Other counselors, however, would define the word “bribe” in a different way. The Children’s Center Executive Director, Dr. Douglas Goldsmith, believes “bribing” a child means you pay them to do something they shouldn’t be doing, like keeping secrets or telling lies.
However, he adds that compensation for good behavior happens in the adult world all the time. When we perform well at work, we get rewarded with a paycheck.
That’s not to say children need to be paid for everything they do, but, some counselors say it’s important to differentiate reinforcing good behavior and giving in to bad behavior.
Goldsmith says, “The reward follows the behavior we want. I think that’s a really important concept for parents to understand.”
Goldsmith says parents don’t have to give their children money if they want to incentivize good behavior. He recommends parents create a point system, where kids can earn points for doing something good, like doing their chores or homework without asking.

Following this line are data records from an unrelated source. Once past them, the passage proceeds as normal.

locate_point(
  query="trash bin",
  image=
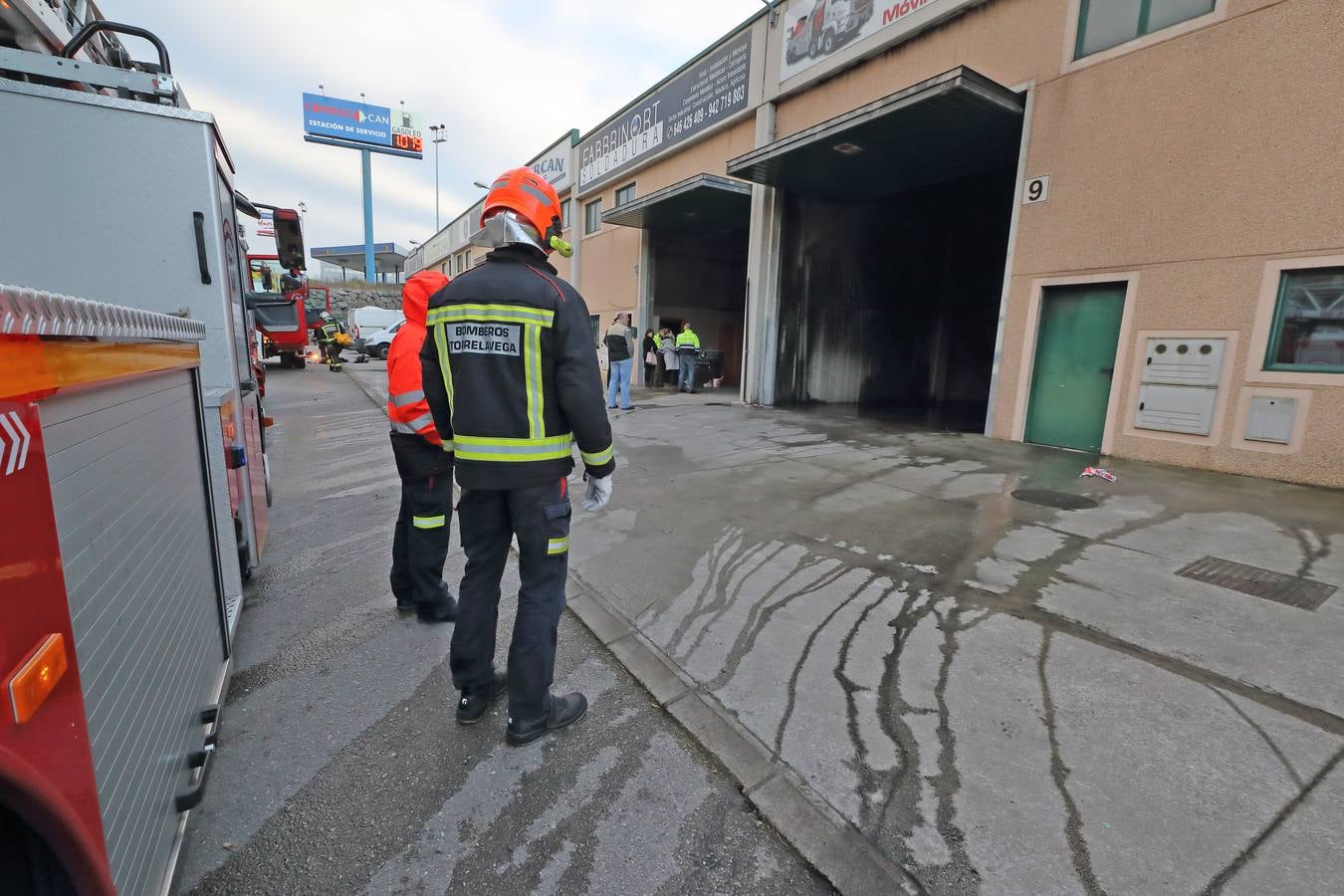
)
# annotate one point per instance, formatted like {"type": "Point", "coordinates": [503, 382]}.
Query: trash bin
{"type": "Point", "coordinates": [709, 365]}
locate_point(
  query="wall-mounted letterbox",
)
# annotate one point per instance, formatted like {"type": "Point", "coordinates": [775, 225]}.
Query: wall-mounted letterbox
{"type": "Point", "coordinates": [1179, 387]}
{"type": "Point", "coordinates": [1270, 418]}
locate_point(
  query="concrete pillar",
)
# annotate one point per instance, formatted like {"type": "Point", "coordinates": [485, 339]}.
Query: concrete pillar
{"type": "Point", "coordinates": [763, 336]}
{"type": "Point", "coordinates": [644, 318]}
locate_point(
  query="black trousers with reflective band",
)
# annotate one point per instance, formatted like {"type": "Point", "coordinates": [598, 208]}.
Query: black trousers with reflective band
{"type": "Point", "coordinates": [540, 516]}
{"type": "Point", "coordinates": [419, 545]}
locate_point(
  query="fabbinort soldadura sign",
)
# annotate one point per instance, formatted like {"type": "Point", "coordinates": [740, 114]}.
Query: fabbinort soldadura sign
{"type": "Point", "coordinates": [816, 30]}
{"type": "Point", "coordinates": [706, 93]}
{"type": "Point", "coordinates": [360, 122]}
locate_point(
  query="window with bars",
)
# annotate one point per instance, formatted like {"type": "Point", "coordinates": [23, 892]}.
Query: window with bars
{"type": "Point", "coordinates": [1308, 334]}
{"type": "Point", "coordinates": [1109, 23]}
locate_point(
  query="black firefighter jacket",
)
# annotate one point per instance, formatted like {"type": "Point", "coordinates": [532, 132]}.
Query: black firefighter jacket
{"type": "Point", "coordinates": [511, 375]}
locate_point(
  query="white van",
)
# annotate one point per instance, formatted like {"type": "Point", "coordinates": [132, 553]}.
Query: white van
{"type": "Point", "coordinates": [368, 320]}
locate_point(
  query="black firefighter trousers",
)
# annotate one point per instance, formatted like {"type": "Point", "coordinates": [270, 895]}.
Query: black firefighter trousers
{"type": "Point", "coordinates": [540, 516]}
{"type": "Point", "coordinates": [419, 546]}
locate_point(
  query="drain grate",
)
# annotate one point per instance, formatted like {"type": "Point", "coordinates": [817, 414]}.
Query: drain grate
{"type": "Point", "coordinates": [1278, 587]}
{"type": "Point", "coordinates": [1058, 500]}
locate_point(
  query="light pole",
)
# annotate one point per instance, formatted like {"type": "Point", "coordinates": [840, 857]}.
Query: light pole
{"type": "Point", "coordinates": [438, 137]}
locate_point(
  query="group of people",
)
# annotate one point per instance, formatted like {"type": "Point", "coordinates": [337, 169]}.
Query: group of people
{"type": "Point", "coordinates": [668, 360]}
{"type": "Point", "coordinates": [494, 379]}
{"type": "Point", "coordinates": [671, 358]}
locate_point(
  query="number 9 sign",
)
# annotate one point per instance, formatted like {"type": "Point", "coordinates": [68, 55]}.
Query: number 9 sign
{"type": "Point", "coordinates": [1036, 189]}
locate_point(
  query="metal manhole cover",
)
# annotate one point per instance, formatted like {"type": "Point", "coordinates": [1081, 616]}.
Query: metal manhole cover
{"type": "Point", "coordinates": [1256, 581]}
{"type": "Point", "coordinates": [1058, 500]}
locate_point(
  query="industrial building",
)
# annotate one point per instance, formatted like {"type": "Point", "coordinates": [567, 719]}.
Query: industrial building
{"type": "Point", "coordinates": [1108, 226]}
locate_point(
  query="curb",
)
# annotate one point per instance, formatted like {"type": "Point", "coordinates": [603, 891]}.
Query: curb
{"type": "Point", "coordinates": [820, 834]}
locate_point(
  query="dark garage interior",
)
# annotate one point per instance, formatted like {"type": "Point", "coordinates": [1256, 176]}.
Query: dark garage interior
{"type": "Point", "coordinates": [894, 239]}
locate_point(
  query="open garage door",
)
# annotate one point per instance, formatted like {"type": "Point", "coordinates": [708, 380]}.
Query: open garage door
{"type": "Point", "coordinates": [895, 235]}
{"type": "Point", "coordinates": [696, 233]}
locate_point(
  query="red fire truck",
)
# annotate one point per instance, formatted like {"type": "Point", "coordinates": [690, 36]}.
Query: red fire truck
{"type": "Point", "coordinates": [133, 479]}
{"type": "Point", "coordinates": [287, 310]}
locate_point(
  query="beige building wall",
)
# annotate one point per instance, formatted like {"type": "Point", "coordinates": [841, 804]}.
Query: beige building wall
{"type": "Point", "coordinates": [610, 258]}
{"type": "Point", "coordinates": [1194, 164]}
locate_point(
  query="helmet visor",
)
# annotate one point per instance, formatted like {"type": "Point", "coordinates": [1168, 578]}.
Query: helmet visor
{"type": "Point", "coordinates": [507, 229]}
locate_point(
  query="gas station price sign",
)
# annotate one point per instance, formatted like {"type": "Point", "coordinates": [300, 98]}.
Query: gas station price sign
{"type": "Point", "coordinates": [363, 123]}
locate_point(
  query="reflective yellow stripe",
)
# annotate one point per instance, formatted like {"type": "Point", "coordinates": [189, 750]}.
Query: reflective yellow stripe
{"type": "Point", "coordinates": [492, 315]}
{"type": "Point", "coordinates": [598, 458]}
{"type": "Point", "coordinates": [475, 448]}
{"type": "Point", "coordinates": [441, 342]}
{"type": "Point", "coordinates": [406, 398]}
{"type": "Point", "coordinates": [533, 371]}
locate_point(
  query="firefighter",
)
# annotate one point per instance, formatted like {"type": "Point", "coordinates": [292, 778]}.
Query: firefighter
{"type": "Point", "coordinates": [327, 338]}
{"type": "Point", "coordinates": [419, 545]}
{"type": "Point", "coordinates": [513, 383]}
{"type": "Point", "coordinates": [687, 346]}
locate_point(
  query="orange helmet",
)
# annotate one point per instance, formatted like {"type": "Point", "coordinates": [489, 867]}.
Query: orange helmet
{"type": "Point", "coordinates": [527, 193]}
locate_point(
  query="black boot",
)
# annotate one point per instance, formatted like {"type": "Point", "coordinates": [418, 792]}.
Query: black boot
{"type": "Point", "coordinates": [476, 702]}
{"type": "Point", "coordinates": [564, 711]}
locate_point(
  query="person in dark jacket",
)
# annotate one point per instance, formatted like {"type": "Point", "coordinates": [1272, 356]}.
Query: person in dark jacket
{"type": "Point", "coordinates": [513, 383]}
{"type": "Point", "coordinates": [419, 542]}
{"type": "Point", "coordinates": [327, 338]}
{"type": "Point", "coordinates": [651, 358]}
{"type": "Point", "coordinates": [618, 361]}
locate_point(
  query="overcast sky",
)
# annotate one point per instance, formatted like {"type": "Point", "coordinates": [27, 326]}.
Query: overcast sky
{"type": "Point", "coordinates": [507, 78]}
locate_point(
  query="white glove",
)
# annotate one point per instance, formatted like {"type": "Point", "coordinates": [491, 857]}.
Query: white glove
{"type": "Point", "coordinates": [598, 492]}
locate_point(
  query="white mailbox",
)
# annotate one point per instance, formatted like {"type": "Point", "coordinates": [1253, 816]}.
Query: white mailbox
{"type": "Point", "coordinates": [1176, 408]}
{"type": "Point", "coordinates": [1179, 387]}
{"type": "Point", "coordinates": [1271, 418]}
{"type": "Point", "coordinates": [1185, 361]}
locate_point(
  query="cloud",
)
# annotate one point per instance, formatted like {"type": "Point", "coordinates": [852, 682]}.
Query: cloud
{"type": "Point", "coordinates": [506, 78]}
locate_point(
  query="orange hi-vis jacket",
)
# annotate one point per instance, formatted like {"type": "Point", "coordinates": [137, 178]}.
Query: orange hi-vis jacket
{"type": "Point", "coordinates": [406, 404]}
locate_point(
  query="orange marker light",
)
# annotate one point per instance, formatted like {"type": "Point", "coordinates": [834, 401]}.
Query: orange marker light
{"type": "Point", "coordinates": [37, 679]}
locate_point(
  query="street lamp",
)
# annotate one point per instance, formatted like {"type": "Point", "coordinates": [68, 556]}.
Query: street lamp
{"type": "Point", "coordinates": [438, 137]}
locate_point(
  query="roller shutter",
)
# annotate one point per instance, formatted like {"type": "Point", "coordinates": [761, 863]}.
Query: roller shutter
{"type": "Point", "coordinates": [131, 515]}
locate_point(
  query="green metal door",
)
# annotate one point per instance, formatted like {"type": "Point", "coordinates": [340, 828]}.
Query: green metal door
{"type": "Point", "coordinates": [1075, 360]}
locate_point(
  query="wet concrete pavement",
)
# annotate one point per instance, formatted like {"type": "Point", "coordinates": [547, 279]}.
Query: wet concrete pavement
{"type": "Point", "coordinates": [999, 695]}
{"type": "Point", "coordinates": [342, 772]}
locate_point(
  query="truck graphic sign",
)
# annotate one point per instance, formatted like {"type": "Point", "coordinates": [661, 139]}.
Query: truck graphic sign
{"type": "Point", "coordinates": [814, 30]}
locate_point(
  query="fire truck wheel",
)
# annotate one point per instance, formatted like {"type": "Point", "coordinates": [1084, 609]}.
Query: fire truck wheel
{"type": "Point", "coordinates": [27, 864]}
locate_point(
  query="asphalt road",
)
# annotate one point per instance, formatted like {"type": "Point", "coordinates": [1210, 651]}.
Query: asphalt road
{"type": "Point", "coordinates": [342, 772]}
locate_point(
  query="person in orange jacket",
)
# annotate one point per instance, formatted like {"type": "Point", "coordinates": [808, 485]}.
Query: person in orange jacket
{"type": "Point", "coordinates": [419, 546]}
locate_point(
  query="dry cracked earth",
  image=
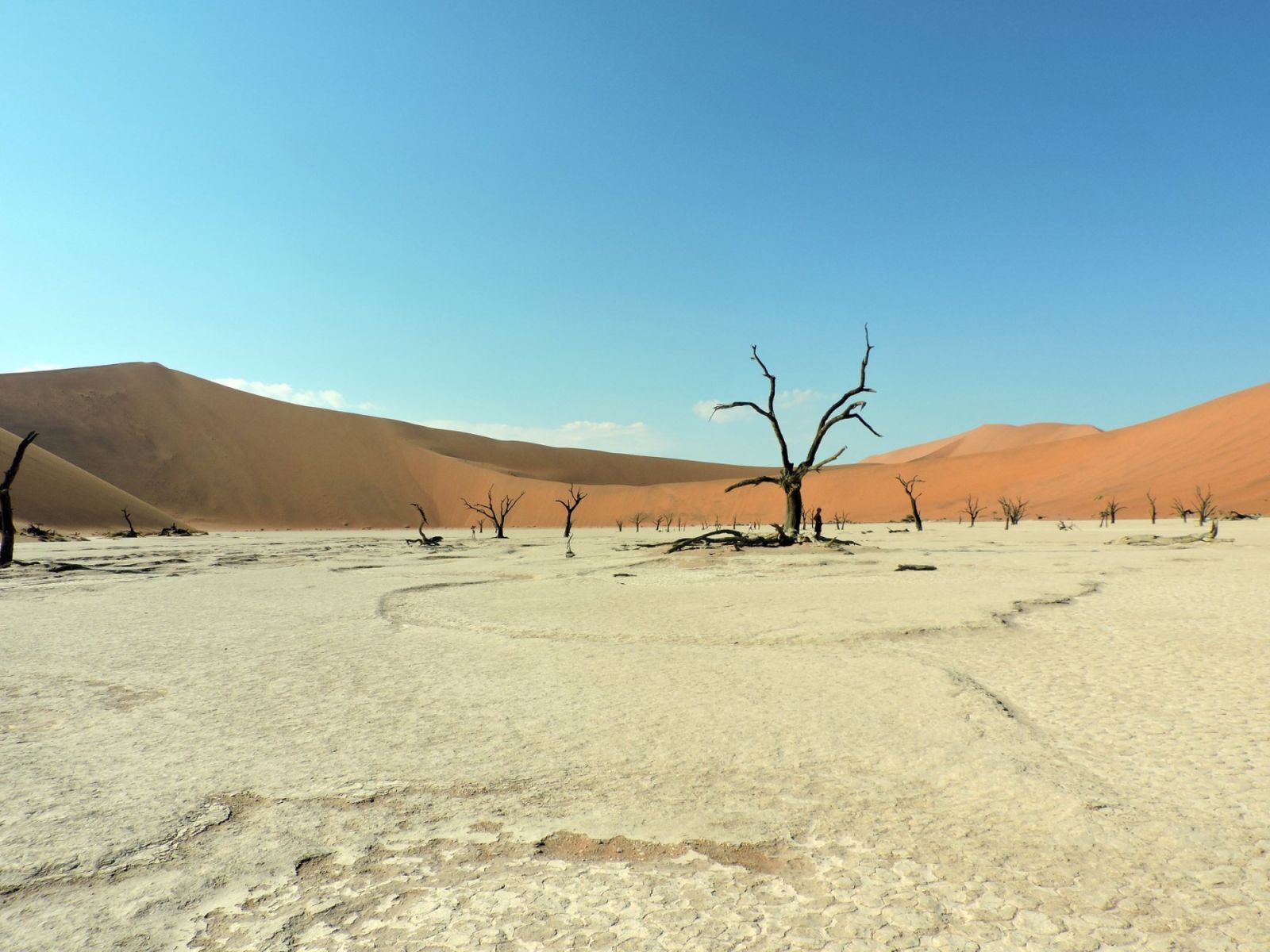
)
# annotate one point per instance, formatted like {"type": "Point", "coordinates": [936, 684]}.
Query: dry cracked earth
{"type": "Point", "coordinates": [329, 742]}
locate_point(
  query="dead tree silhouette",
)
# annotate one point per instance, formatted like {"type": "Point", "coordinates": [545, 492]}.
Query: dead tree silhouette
{"type": "Point", "coordinates": [791, 474]}
{"type": "Point", "coordinates": [972, 508]}
{"type": "Point", "coordinates": [6, 533]}
{"type": "Point", "coordinates": [1204, 507]}
{"type": "Point", "coordinates": [423, 539]}
{"type": "Point", "coordinates": [1013, 509]}
{"type": "Point", "coordinates": [495, 512]}
{"type": "Point", "coordinates": [912, 497]}
{"type": "Point", "coordinates": [573, 501]}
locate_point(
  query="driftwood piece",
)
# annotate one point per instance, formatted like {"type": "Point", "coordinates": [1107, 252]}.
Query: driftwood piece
{"type": "Point", "coordinates": [727, 537]}
{"type": "Point", "coordinates": [1210, 536]}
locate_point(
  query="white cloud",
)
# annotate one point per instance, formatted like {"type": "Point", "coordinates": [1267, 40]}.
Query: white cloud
{"type": "Point", "coordinates": [704, 409]}
{"type": "Point", "coordinates": [327, 399]}
{"type": "Point", "coordinates": [37, 367]}
{"type": "Point", "coordinates": [581, 435]}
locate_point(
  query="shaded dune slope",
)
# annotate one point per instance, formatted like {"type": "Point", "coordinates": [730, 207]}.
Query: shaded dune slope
{"type": "Point", "coordinates": [221, 459]}
{"type": "Point", "coordinates": [990, 438]}
{"type": "Point", "coordinates": [56, 494]}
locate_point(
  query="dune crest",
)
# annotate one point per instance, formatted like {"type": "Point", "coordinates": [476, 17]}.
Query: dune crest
{"type": "Point", "coordinates": [217, 457]}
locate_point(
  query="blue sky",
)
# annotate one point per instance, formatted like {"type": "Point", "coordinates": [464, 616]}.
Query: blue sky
{"type": "Point", "coordinates": [568, 222]}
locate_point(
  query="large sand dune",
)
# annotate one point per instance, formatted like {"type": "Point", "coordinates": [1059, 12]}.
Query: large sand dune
{"type": "Point", "coordinates": [988, 438]}
{"type": "Point", "coordinates": [51, 492]}
{"type": "Point", "coordinates": [221, 459]}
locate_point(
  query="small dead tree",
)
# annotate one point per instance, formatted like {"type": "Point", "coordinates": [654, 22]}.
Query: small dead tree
{"type": "Point", "coordinates": [1013, 509]}
{"type": "Point", "coordinates": [6, 532]}
{"type": "Point", "coordinates": [573, 501]}
{"type": "Point", "coordinates": [1204, 507]}
{"type": "Point", "coordinates": [495, 512]}
{"type": "Point", "coordinates": [1111, 509]}
{"type": "Point", "coordinates": [423, 539]}
{"type": "Point", "coordinates": [972, 508]}
{"type": "Point", "coordinates": [791, 474]}
{"type": "Point", "coordinates": [912, 497]}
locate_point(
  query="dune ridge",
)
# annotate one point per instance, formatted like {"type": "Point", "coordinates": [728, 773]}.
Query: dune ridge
{"type": "Point", "coordinates": [221, 459]}
{"type": "Point", "coordinates": [54, 493]}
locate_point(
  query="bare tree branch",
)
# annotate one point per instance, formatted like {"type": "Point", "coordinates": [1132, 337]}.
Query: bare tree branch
{"type": "Point", "coordinates": [575, 501]}
{"type": "Point", "coordinates": [753, 482]}
{"type": "Point", "coordinates": [6, 531]}
{"type": "Point", "coordinates": [495, 512]}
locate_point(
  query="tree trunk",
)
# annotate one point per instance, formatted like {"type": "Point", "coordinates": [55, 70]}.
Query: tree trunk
{"type": "Point", "coordinates": [6, 531]}
{"type": "Point", "coordinates": [793, 509]}
{"type": "Point", "coordinates": [918, 516]}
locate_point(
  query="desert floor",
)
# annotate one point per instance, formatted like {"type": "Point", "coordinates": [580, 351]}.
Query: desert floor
{"type": "Point", "coordinates": [334, 742]}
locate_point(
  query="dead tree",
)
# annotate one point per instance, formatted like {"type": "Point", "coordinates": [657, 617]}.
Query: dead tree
{"type": "Point", "coordinates": [791, 474]}
{"type": "Point", "coordinates": [972, 508]}
{"type": "Point", "coordinates": [1204, 505]}
{"type": "Point", "coordinates": [423, 539]}
{"type": "Point", "coordinates": [912, 498]}
{"type": "Point", "coordinates": [495, 512]}
{"type": "Point", "coordinates": [1013, 509]}
{"type": "Point", "coordinates": [575, 497]}
{"type": "Point", "coordinates": [1113, 508]}
{"type": "Point", "coordinates": [6, 533]}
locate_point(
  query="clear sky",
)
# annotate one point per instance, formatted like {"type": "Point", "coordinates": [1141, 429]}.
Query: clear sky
{"type": "Point", "coordinates": [568, 222]}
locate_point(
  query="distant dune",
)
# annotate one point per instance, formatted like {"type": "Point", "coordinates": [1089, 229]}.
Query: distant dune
{"type": "Point", "coordinates": [54, 493]}
{"type": "Point", "coordinates": [221, 459]}
{"type": "Point", "coordinates": [990, 438]}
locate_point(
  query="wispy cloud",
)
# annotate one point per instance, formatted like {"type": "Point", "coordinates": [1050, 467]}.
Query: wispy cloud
{"type": "Point", "coordinates": [325, 399]}
{"type": "Point", "coordinates": [36, 367]}
{"type": "Point", "coordinates": [579, 435]}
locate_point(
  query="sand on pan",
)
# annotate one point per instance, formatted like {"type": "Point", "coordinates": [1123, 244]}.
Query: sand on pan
{"type": "Point", "coordinates": [334, 742]}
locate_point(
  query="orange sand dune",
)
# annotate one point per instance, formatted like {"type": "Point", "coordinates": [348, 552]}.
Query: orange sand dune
{"type": "Point", "coordinates": [56, 494]}
{"type": "Point", "coordinates": [987, 438]}
{"type": "Point", "coordinates": [224, 459]}
{"type": "Point", "coordinates": [221, 459]}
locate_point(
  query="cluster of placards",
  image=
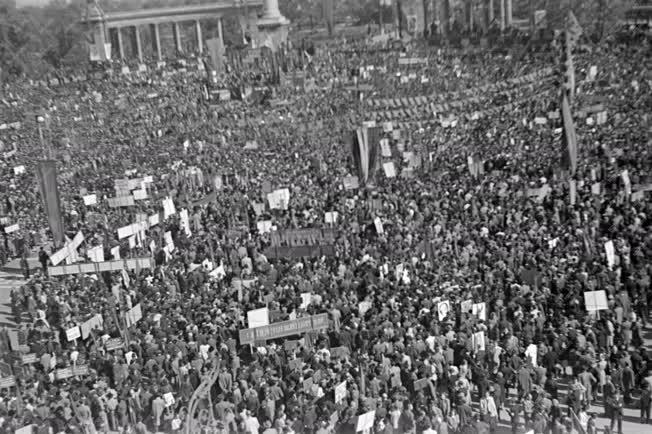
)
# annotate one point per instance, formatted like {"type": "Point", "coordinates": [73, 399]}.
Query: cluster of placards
{"type": "Point", "coordinates": [96, 267]}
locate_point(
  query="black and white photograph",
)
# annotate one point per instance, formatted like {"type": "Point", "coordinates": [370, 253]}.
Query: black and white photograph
{"type": "Point", "coordinates": [325, 216]}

If a child earns enough points, they can earn something special, like an outing or another prize.
“We’re reinforcing good behavior and we know through numerous research experiments that by reinforcing good behavior we’re more likely to get good behavior in the future,” Goldsmith says.
In many cases, Goldsmith adds, parents don’t need to spend a dime to help their child improve behavior.
He says, “That verbal praise is more important to kids than being able to go to the dollar store and picking out a prize.”
However, if a parent bribes a child to stop their bad behavior, Goldsmith says it’s especially bad.
He says, “If the child is having a tantrum, and I say to the child, ‘If you stop this tantrum right now, I’ll take you to get an ice cream cone,’ that is not helpful. We just rewarded the tantrum.”